Here’s the best icebreaker I’ve heard (and have since used quite a lot when hosting networking and professional development events).
How would you say what you do for work without using your job title or common terms?
For instance, if you work as a Bookkeeper, you couldn’t say that you were a Bookkeeper.
Nor could you say that you work at an Accounting firm, or that you help businesses with their financial reporting.
When you strip away all the jargon that people normally use, you’re left with quite a curious and reflective question:
What do I actually do for work?
As a Bookkeeper, it could be that you check hundreds of records on bank statements and ensure they align with records in Xero.
Or maybe you work in Sales. You could say that your job is to call 300 people per day with the aim of getting 10 YESes (or 290 NOs).
Or let’s say you’re a Fitness Instructor, and what you actually do for work is pump people up over 30-minute sessions several times a day.
This is a great icebreaker in a group setting because it challenges people’s perspectives of their careers in a fun and interesting way (and there’s always a few responses that get a laugh).
But there are more reasons why this question is so powerful to answer for yourself.
- It helps you to appreciate your underlying value.
Generic terms like “Bookkeeper” do not fully convey the value you provide.
While all Bookkeepers would receive similar training and perform similar duties, the actual tasks that any Bookkeeper does can vary quite a bit.
And if you’re not working in a traditionally-defined role, then this question becomes even more helpful to reflect on the value that you actually provide.
2. It can segment your work into things you want to be doing and not want to be doing.
When you reflect on what you do on a day-to-day basis, you will better understand if you’re doing what you want to be doing.
I know this may sound like common sense, but we are all prone to glamourising certain roles because of their names (think “rocket scientist” or “marine biologist” or “zookeeper”).
When you strip away the allure of a role and understand what it actually involves, you can make far better decisions about what you want to be doing over your career.
3. It can uncover gaps in your skillset.
Coming back to the Bookkeeper example, your day-to-day work may involve a lot of data entry and very little management of others.
But if you’re aspiring to be a manager in your organisation, then this question can help you realise that you need to be doing more leadership activities.

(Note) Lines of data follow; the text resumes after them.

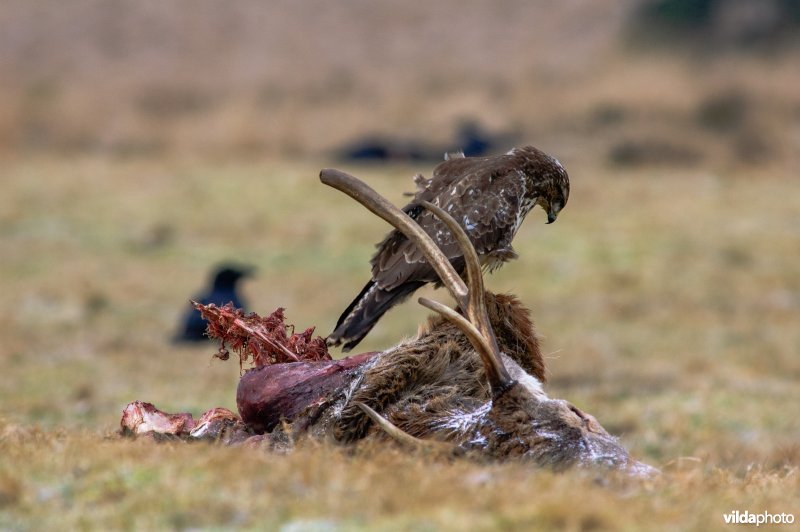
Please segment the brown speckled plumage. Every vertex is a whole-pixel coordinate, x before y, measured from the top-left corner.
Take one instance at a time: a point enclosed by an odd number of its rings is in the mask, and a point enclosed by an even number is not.
[[[465,229],[485,269],[516,257],[511,242],[528,212],[540,205],[555,221],[569,199],[569,177],[561,164],[532,146],[496,157],[459,157],[439,164],[431,179],[415,178],[414,199],[403,208],[463,272],[461,250],[441,220],[420,204],[429,201]],[[433,268],[397,230],[378,244],[372,278],[344,311],[328,343],[349,351],[380,317],[426,283],[437,283]]]

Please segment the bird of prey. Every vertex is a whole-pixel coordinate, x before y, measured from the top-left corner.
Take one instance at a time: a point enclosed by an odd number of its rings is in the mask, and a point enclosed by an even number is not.
[[[212,276],[212,286],[208,292],[197,294],[193,299],[198,303],[217,306],[233,303],[236,308],[245,308],[245,303],[236,292],[239,279],[253,274],[253,268],[224,264],[216,268]],[[206,325],[208,323],[194,307],[189,307],[184,313],[181,330],[174,337],[176,342],[195,342],[208,340]]]
[[[557,159],[533,146],[514,148],[494,157],[446,156],[433,177],[414,178],[417,191],[403,211],[428,233],[463,274],[464,258],[444,223],[421,202],[441,207],[469,235],[483,267],[493,271],[517,257],[511,241],[525,215],[536,205],[556,220],[569,199],[569,176]],[[329,345],[347,352],[355,347],[383,314],[415,290],[439,279],[422,252],[397,230],[377,245],[372,278],[345,309]]]

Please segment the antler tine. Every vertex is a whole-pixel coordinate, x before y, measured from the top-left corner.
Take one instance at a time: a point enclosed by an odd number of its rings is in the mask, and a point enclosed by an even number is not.
[[[375,192],[369,185],[341,170],[323,168],[319,179],[324,184],[340,190],[369,209],[373,214],[383,218],[402,232],[406,238],[414,242],[425,254],[428,263],[434,267],[439,279],[447,287],[452,296],[466,308],[469,291],[467,285],[456,273],[453,265],[447,260],[428,234],[406,213],[392,205],[386,198]]]
[[[483,276],[478,256],[461,226],[447,212],[431,203],[423,202],[422,205],[425,208],[433,212],[448,226],[459,243],[467,265],[469,288],[430,236],[407,214],[392,205],[369,185],[350,174],[332,168],[323,169],[319,178],[324,184],[344,192],[372,213],[389,222],[420,248],[428,263],[434,267],[442,283],[465,310],[469,319],[465,319],[451,308],[430,299],[420,298],[420,304],[442,314],[464,332],[483,361],[489,385],[495,397],[513,386],[514,381],[500,360],[500,349],[486,313]]]
[[[450,229],[456,242],[458,242],[461,252],[464,254],[469,297],[466,306],[462,304],[461,308],[464,309],[469,320],[464,319],[463,316],[451,308],[442,305],[438,301],[432,301],[421,297],[419,298],[419,303],[443,315],[458,326],[467,336],[483,361],[483,365],[486,368],[486,377],[489,380],[492,393],[498,396],[509,387],[513,386],[514,381],[511,379],[505,365],[503,365],[503,361],[500,359],[500,348],[497,346],[497,339],[494,336],[494,330],[489,322],[489,314],[486,312],[483,274],[481,272],[478,254],[475,252],[475,246],[472,245],[464,229],[458,225],[458,222],[456,222],[447,211],[427,201],[423,201],[422,206],[444,222],[447,228]]]

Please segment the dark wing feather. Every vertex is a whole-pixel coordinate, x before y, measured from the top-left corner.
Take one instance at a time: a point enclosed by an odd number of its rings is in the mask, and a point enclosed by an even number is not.
[[[525,177],[512,162],[510,157],[446,161],[404,207],[457,269],[463,267],[459,246],[444,223],[419,203],[430,201],[449,212],[466,229],[478,255],[510,246],[526,192]],[[373,280],[386,290],[408,281],[438,280],[419,249],[396,230],[378,244],[371,263]]]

4. It helps you to communicate your value more effectively.
The further you progress in your career, the more specialty skills and expertise you will gain.
The sooner you can identify your specialty skills – or at least identify what makes you really valuable – the more opportunities you’ll be able to create and take advantage of.
5. It can identify other jobs or professions where your skillset is useful.
If you’re labelling yourself with a generic term (like “Bookkeeper”), you may be closing yourself off to opportunities that go beyond this general definition.
For example, you may not see yourself working in the Engineering space if you’ve trained as a Bookkeeper, but this doesn’t mean your skills within Bookkeeping aren’t valued by other companies or departments that don’t specialise in Bookkeeping.
The more you can define and communicate your value around your skills and expertise, the more you’ll expand your potential career paths.
So, how would you describe what you do for work without using your job title or common terms?
Thanks for reading to the end of this article!